Recently we had the Polar OH1 armband which actually has some rather cleverer initial features, such as caching, which made the OH1 the best water-based optical HRM.
There is also the legacy Scosche RHYTHM+ which, like the Polar OH1, is generally MUCH more accurate than wrist based optical solution. I would expect the TICKR FIT to have the same levels of accuracy although would have to point out that historically when a vendor produces their first optical HRM it tends to have some initial accuracy issues.
The TICKR FIT will win over the OH1 as it is dual band ie ANT+ and BTLE/BLE/Bluetooth Smart compliant. ie it will work with Garmin stuff and with many sporty phone apps…perhaps a handy addition for you Zwift users?

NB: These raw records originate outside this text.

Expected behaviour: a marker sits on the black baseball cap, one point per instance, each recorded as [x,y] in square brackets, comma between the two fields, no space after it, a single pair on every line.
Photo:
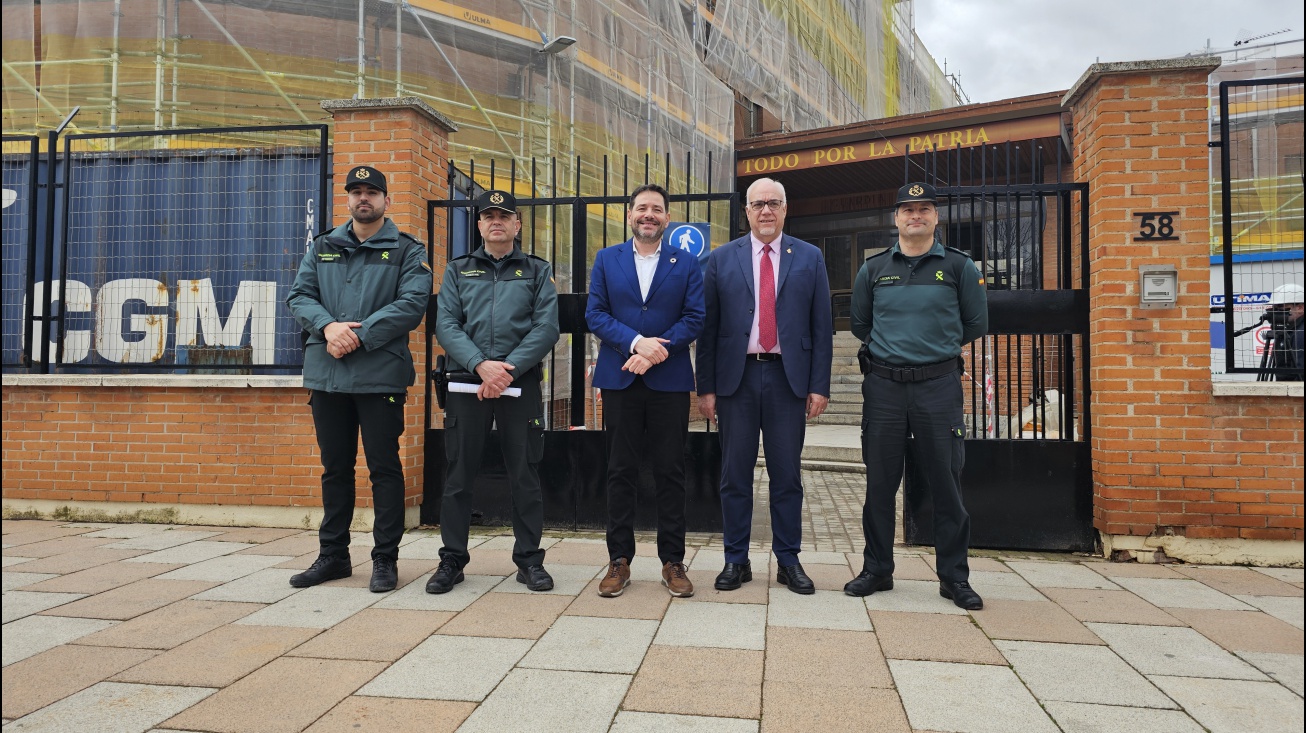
[500,200]
[359,175]
[916,192]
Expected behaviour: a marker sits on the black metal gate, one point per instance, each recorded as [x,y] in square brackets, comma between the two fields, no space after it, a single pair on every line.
[1028,478]
[567,228]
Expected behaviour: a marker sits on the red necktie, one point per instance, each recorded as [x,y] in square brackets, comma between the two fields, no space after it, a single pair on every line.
[767,302]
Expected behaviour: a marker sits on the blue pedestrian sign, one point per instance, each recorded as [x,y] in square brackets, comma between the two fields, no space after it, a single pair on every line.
[688,237]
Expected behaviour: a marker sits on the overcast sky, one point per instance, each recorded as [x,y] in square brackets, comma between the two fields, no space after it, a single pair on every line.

So, it will work with Zwift too.
The Tickr FIT also wins with a 35ish hour battery life which easily outdoes the OH1 (11-12ish hours) and the Scosche (7 ish).
The OH1, Scosche and TICKR FIT are basically all the same price.
Well, not so much…I guess. Wahoo tends to add in/release extra stuff as the product matures so I shall wait for future firmware releases with bated breath.
Oh, by-the-bye, there is the point that the Tickr FIT essentially wipes the Scosche Rhythm off the market. Small point, I know. There’s no point in buying the Scosche product anymore. Well, no point other than peripheral features that the Scosche already has that the Tickr FIT might (will!) one day have (cadence/pace). True I’ve no idea how accurate the FIT is yet but I have faith mainly because it’s relatively easy to get accurate HR readings from the upper arm – I have a non-branded sensor similar to the TICKR FIT and that’s pretty good (not yet available retail)
IMO, Polar’s caching and proven accuracy (to me) still make the OH1 the product of choice for smartphone app users and polar V800 (+replacement?) users – although the TICKR FIT’s battery life is tempting when comparing to the OH1.
Initial accuracy looks GREAT.
Would I buy One now?
Well. I’m going to get my hands on a loan PR one first. Then I’ll tell you. My faith is limited in that respect. But it’s probably worth a punt for you at this stage if you want my opinion; if not, too late!! there it was. 😉
Also worth watching out for is the strap width and ability to enable the band to retain its position on the arm.